Cold as avenge, sharp as reeds.

 

The stars are fangs, the sky, a maw,

a hunger wrought from ancient law;

no heaven, no hell, no grave nor pyre,

only this field of frost and fire.

 

I walk where Sylvia strained,  

where Lowell given in sonnets chained,  

where Hart Crane plunged & Berryman fell,  

I drone their remnants: hush—don’t tell.  

 

The snow is sharp, a daggered confession,  

flakes like razors—cold yet cushion.  

Respite graves under eons deep,

a lullaby the dead still keep.

 

O Orpheus, turn back again!

The ice is thin, the light is grim,  

my shadow cracks against the rim  

of some abyss—a silver spane

half-mouthed by specters, gaunt & dim.  

 

Their voices buzz like broken wire,

we all have gone, you must go higher.

But higher leads to hollow air,

and lower—O, there’s nothing there.

 

Tell me, Yeats, in linen white,  

does the falcon circle still in flight?  

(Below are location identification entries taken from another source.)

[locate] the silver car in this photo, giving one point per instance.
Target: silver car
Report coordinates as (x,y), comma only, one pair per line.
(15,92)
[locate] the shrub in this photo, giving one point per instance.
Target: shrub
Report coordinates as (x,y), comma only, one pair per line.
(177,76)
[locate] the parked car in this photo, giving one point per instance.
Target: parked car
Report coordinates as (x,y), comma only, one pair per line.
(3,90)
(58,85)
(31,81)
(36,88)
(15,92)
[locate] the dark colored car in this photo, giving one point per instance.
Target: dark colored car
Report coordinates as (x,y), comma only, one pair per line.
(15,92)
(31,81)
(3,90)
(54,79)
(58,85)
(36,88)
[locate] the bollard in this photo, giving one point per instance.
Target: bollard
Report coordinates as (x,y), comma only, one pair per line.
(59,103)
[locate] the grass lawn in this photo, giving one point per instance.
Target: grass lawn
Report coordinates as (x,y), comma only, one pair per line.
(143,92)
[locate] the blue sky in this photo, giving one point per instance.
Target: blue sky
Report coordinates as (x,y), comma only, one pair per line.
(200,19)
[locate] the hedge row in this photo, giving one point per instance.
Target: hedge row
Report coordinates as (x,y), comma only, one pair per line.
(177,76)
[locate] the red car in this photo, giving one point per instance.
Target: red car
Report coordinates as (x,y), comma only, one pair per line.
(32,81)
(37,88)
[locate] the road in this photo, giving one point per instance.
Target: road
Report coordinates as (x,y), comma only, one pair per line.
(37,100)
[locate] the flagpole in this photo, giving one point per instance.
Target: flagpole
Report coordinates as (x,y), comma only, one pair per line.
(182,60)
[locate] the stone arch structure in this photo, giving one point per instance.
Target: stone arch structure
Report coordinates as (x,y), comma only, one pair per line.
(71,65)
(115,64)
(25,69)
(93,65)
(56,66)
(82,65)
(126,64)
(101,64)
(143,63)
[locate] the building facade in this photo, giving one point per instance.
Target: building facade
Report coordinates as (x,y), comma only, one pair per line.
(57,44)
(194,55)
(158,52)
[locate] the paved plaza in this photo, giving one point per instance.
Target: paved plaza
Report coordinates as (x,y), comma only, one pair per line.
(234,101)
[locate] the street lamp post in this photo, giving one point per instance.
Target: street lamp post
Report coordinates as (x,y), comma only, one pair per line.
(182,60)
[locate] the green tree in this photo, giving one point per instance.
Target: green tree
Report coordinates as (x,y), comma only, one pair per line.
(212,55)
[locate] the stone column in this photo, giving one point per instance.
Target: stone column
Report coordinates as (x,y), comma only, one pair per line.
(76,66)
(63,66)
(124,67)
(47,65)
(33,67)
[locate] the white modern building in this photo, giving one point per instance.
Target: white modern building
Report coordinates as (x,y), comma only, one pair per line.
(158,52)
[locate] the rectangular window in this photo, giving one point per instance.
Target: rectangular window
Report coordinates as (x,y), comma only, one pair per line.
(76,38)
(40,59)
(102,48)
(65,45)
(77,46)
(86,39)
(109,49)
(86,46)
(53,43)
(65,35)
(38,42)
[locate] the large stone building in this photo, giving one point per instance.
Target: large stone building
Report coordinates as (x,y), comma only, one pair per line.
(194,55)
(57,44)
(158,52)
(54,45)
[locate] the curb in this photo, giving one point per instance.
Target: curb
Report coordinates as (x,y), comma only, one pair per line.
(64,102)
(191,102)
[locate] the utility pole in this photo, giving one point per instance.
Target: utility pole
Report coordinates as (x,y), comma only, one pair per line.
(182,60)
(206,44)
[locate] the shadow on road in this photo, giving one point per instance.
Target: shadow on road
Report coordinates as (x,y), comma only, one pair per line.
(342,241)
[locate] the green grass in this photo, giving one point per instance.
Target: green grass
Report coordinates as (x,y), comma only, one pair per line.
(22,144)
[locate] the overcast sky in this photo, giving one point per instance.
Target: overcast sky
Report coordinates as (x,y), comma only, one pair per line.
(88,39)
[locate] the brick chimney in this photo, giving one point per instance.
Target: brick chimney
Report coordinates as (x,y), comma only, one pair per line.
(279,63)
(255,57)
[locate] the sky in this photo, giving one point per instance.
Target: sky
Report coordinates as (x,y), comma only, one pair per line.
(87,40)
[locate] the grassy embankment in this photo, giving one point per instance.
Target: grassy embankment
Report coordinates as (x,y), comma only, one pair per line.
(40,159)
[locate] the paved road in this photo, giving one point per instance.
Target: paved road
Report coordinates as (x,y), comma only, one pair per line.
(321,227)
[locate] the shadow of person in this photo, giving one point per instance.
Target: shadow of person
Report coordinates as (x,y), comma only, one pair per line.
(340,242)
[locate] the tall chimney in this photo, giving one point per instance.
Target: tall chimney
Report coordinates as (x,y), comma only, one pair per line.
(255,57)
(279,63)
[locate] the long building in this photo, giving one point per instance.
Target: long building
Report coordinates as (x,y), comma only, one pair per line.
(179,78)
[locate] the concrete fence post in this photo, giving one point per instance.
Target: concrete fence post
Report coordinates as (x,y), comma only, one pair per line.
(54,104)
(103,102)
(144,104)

Or did it crash through ribs of steel,  

its beak a wound that cannot heal?  

 

Sisyphus grins with jagged teeth,  

he knows the sky; it knows his grief.  

It presses down, a bruising weight,  

a coffin lid, a twist of fate.  

 

And tell me, Blake, did angels burn  

or merely flicker, twist, and turn?  

Did Plath taste iron, salt, abyss,  

or only echoes shaped like lips?  

 

O, the sky is a wound that will not close,  

its blueness mocks, it overflows—  

as if the dead could drink and rise,  

as if the breathless could advise.  

 

Then why, still blue, the world remains?  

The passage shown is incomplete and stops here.